Evin bahçesinin kapısını açtığımda beni ilk karşılayan şey havuz olmuştu. En azından burada yüzebilirdim. Bunu düşündüğü için kraliçeye teşekkür etmeliydim sanırım.

Kafamdaki düşünceleri sildim. Evin içine girdim. Odaları tek tek dolaşırken fark ettiğim ilk şey duvarların mavi oluşuydu. Çok yabancılık çekmezdim en azından. Odama girdim. Burası evin diğer bölümlerinden farklıydı. Tavanında çok gerçekçi çizilmiş bir balina resmi vardı.

Ayrıca duvarda Soo Min'in benim için gizlice saatlerce uğraşarak çizdiği resmim vardı. kayalıkların birinde oturmuştum. Mavi kuyruğumun yarısı hala sudaydı. Arkam dönüktü. Mavi uzun saçlarım ise kuyruğumun başlangıcına kadar uzanıyordu. Gülümsedim.

Mutfağa geçtiğimde dolaplardan birinde bulunan not dikkatimi çekmişti.

Karada yiyebileceğin yemeklerden sadece birazı. Genelde en tatlılarını seçtim. Beğeneceğini düşünüyorum.

-Soo Min

Dolabı açtım. Dolapta türlü türlü yemekler vardı. Gerçekten güzel görünüyorlardı. Yemeklerin yanına kağıtla isimlerini de yazmıştı. Öğrenmem açısından gayet iyi bir fikirdi.

Yanında çikolatalı pasta yazan güzel görünen yemeği aldım. Çubuk kullanarak yenilecek bir şeye benzemiyordu. Çekmeceleri karıştırıp çatalı buldum ve öğretmenin bana tam 8 saat süren çatal kullanma dersini uygulamaya başladım. Tadı çok ama çok güzeldi!

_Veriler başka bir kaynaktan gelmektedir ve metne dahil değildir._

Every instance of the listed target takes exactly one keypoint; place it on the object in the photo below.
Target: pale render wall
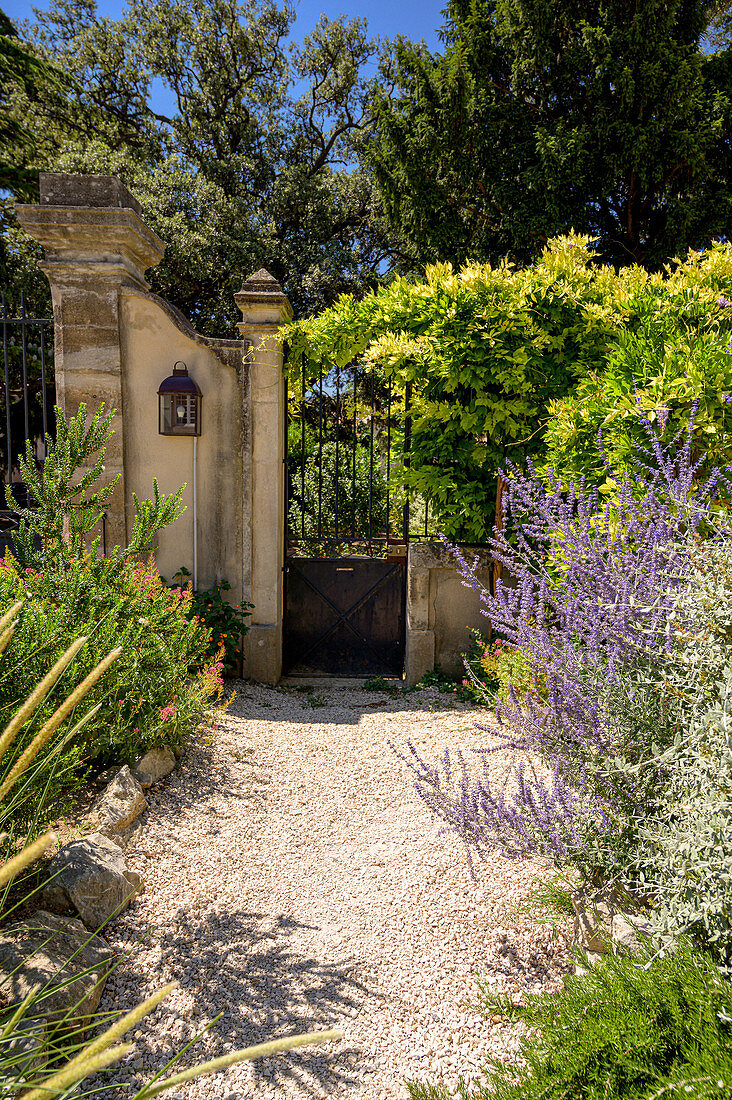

Son anda masada gördüğüm not ise tüm mutluluğumu söndürmüştü. Hatta kesin olarak ölümüm imzalanmıştı. İşte şimdi binlerce elektrik balığının çarpmasını bu duruma tercih ederdim.

Tanıtım bölümü oldu. Umarım güzel olur. Umarım beğenirsiniz. Görüşürüz!

Bu arada kapak yapabilen biri varsa etiketler misiniz?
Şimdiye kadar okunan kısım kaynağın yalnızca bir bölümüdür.